B2B Marketers Need Quantity and Quality in Product Reviews: Here’s How to Get Both

November 27, 2017

Rise of the Review Economy

Editor’s Note: This is the second blog post in our Rise of the Review Economy series we are creating with G2Crowd. The first post is available here.

With the rise of Yelp, TripAdvisor and a host of other consumer review sites, reviews have transcended the realm of B2C and made a strong case for relevance within today’s B2B marketing landscape.

In fact, “How Online Reviews Influence Sales,” a recent report from Northwestern University’s Spiegel Research Center conducted in conjunction with PowerReviews, found that the presence of reviews on websites and landing pages can significantly boost the likelihood of a purchase. “The purchase likelihood for a product with five reviews is 270% greater than the purchase likelihood of a product with no reviews,” the Spiegel report found.

Spiegel’s research also uncovered that product reviews may have even greater importance to B2B vs.  B2C marketers due to the likelihood of higher consideration purchases being made.  One astonishing figure from the report: “Based on data from the gift retailer, when reviews were displayed for a lower-priced product, the conversion rate increased 190%. However, for a higher-priced product, the conversion rate increased 380%.”
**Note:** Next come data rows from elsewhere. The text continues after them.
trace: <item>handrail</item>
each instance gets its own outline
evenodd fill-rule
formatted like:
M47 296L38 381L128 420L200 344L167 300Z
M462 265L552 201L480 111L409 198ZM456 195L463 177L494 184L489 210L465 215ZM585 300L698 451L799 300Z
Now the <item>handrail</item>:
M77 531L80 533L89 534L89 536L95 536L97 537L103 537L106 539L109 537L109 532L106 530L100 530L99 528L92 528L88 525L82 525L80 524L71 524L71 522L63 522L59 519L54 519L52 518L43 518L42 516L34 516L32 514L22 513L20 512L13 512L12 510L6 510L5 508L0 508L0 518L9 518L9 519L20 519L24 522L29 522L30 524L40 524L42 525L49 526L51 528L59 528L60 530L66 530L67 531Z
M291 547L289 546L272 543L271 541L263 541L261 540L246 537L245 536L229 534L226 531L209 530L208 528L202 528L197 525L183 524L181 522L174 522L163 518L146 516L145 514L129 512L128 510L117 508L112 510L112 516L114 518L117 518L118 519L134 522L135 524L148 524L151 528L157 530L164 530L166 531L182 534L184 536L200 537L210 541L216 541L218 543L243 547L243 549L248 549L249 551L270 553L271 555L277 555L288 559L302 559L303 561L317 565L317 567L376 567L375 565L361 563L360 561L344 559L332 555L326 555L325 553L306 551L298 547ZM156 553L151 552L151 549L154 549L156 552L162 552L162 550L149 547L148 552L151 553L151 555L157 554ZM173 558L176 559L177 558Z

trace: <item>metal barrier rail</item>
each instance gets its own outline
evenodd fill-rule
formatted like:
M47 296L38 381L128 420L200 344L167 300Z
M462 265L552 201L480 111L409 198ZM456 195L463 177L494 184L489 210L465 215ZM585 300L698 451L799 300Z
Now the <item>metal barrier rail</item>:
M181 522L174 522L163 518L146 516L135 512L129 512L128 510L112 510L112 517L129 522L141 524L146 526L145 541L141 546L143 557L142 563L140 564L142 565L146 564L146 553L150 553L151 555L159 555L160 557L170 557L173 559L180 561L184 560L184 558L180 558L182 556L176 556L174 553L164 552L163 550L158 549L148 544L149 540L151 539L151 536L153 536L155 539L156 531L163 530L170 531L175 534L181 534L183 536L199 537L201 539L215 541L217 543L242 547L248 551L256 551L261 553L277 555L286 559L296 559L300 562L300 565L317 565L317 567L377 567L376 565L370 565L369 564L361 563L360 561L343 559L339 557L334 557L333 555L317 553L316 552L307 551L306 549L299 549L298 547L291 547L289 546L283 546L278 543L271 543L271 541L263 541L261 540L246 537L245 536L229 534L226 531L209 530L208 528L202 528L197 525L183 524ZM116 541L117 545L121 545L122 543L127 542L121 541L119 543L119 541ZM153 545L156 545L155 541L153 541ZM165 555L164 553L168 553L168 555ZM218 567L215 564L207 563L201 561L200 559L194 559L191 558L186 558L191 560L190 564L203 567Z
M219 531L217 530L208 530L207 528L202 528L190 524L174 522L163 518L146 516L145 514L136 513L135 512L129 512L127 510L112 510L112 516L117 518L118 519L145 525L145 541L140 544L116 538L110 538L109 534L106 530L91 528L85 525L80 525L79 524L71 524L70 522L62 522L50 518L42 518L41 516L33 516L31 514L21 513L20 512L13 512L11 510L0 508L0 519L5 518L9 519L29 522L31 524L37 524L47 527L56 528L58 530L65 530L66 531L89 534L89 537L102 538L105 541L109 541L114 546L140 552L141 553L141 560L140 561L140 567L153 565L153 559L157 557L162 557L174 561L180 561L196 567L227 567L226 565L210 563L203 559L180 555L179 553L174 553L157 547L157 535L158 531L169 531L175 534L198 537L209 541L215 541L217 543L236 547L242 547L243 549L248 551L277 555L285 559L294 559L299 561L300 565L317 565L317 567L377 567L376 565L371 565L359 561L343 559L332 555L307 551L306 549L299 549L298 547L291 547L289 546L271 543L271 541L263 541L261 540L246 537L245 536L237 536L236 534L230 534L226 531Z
Another finding revealed that, in general, more reviews lead to more purchases. “Our research found that as products begin displaying reviews, conversion rates escalate. Having five reviews causes purchase likelihood to increase by a factor of nearly 4x,” the Spiegel report found.
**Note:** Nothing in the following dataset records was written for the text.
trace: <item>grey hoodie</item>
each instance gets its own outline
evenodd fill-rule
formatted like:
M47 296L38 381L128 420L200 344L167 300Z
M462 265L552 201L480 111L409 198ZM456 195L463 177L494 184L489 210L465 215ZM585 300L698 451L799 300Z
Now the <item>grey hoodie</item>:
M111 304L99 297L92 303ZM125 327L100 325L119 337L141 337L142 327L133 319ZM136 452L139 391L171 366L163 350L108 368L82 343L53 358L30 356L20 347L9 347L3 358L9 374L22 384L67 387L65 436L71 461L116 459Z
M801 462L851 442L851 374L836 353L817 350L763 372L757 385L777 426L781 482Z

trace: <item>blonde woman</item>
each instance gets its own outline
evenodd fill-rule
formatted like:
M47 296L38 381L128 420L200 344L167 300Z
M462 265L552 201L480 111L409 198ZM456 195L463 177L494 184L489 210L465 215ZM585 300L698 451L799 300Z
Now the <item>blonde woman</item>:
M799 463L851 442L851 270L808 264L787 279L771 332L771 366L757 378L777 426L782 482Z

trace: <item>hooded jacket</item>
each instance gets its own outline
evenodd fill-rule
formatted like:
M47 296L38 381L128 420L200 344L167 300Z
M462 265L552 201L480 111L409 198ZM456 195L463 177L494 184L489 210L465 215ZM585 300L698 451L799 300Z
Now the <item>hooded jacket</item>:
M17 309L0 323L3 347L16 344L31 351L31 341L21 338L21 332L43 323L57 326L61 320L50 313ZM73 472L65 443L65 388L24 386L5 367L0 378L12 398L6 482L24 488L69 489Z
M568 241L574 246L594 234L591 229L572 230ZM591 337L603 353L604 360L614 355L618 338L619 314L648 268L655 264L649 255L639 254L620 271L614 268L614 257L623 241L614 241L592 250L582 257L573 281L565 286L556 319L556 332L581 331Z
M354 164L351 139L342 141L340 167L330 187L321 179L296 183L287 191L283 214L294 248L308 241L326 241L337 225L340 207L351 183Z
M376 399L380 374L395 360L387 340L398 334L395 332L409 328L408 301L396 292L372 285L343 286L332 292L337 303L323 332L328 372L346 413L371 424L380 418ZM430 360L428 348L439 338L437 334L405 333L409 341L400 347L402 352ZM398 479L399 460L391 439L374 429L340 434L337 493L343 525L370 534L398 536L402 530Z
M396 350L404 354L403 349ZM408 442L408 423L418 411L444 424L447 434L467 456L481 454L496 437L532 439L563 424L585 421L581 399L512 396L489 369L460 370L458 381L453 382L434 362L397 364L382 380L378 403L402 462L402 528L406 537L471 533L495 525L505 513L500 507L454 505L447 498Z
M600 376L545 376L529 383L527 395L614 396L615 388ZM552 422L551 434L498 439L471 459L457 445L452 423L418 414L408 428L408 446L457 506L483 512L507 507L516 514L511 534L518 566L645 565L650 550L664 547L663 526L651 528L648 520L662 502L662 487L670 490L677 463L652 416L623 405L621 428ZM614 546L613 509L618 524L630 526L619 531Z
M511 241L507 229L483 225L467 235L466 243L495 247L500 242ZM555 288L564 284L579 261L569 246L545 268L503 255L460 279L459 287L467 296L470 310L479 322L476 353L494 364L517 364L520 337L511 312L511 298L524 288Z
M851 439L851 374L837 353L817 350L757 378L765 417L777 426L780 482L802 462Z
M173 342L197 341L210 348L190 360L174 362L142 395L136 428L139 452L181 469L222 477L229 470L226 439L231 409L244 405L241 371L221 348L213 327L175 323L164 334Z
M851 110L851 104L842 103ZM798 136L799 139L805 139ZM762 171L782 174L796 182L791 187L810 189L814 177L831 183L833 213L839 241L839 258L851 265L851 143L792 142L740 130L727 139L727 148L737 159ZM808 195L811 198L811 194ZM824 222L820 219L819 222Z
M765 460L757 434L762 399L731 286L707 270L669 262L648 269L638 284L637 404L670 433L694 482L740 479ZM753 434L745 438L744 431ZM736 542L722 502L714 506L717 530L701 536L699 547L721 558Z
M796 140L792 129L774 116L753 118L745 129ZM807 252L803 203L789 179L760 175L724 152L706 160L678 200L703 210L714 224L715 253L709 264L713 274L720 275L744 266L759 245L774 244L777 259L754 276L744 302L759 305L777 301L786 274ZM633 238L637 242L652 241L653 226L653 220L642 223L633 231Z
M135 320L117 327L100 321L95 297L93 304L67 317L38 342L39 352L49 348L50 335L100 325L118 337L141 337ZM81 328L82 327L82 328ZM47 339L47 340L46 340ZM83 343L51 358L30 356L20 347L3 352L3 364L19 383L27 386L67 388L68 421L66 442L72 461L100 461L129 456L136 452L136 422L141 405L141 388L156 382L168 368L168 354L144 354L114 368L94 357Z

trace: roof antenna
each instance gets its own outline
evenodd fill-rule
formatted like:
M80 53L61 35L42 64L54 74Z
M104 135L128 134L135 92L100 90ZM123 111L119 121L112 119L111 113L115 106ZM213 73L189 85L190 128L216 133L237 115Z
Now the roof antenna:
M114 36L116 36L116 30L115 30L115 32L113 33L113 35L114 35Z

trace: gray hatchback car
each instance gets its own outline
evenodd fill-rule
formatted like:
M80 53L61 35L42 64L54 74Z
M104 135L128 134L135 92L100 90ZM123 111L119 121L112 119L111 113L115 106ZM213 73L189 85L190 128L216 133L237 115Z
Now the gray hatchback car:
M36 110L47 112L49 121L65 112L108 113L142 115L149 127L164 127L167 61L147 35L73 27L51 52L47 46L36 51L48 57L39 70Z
Adding to these insights, a new Forrester report titled “Driving Customer Engagement with B2B Ratings and Reviews,” reveals that quality reviews play a crucial role in shaping purchase intent. “For ratings and reviews, review quality is the key to attracting readership and interest. Reviews such as ‘It’s great’ or ‘Don’t buy this’ don’t offer enough detail to be useful for the typical B2B customer,” Forrester analyst John Bruno writes in the report.

Compounding these recent findings, we recognize that attracting an optimal volume of quality reviews can be a challenge for B2B marketers. To help, here are five ways to encourage reviews and ratings of your products and services:

Actively solicit reviews and ratings

Don’t be shy about asking customers to review and rate your products so that you can reach a critical mass of customer input. In the Forrester Report, Bruno cited two companies that successfully solicited reviews: Intuit and 3M. For its TurboTax product, Intuit solicited reviews “seconds after users submitted their taxes,” while  a healthcare division of 3M placed review submission screens in forums and communities. These two approaches were found to “increase review volume [in one online community] by 200% in just three days.”

Take the extra step and encourage comments

Once a review is posted, it’s not the end of the story. The best reviews — both negative and positive —  can stand up to scrutiny by peers in the industry. Forrester posits this kind of interplay between product users should be fostered, that “B2B sites must encourage other customers to validate or invalidate existing opinion.”  

Make it easy for customers to submit reviews

Noting that many B2B markets are small and competitive, Forrester encourages companies to ask customers to submit anonymous testimonials. With sites now offering reviewers the ability to write high-quality, verifiable input with confidentiality, Forrester also recommends “making it easy for users of the product to submit reviews by embedding reviews and rating opportunities as part of the installation or customer service process.”

Strive for authenticity

Ideally, marketers want reviews to be submitted by end users rather than purchasing managers. “With 97% of IT buyers indicating that they rely on peer recommendations, ratings, and reviews when it comes to buying business software, B2B sites must give special status to reviews posted by power users of a product,” says the Forrester report. The inclusion of negative reviews also lends an air of credibility to a website — with 82% of shoppers making a point to read negative reviews, per PowerReviews. The aforementioned Spiegel report further supports this point, noting that “readers are skeptical of reviews that are too positive and, in many cases, a negative online review is seen as more credible.”

Extend the reach of reviews

The syndication of reviews can create a multiplier effect. "Several digital business pros who Forrester interviewed indicated that syndicating their ratings and reviews to supplier and manufacturer partners increased the total net number of ratings and reviews across the entire channel," Bruno wrote.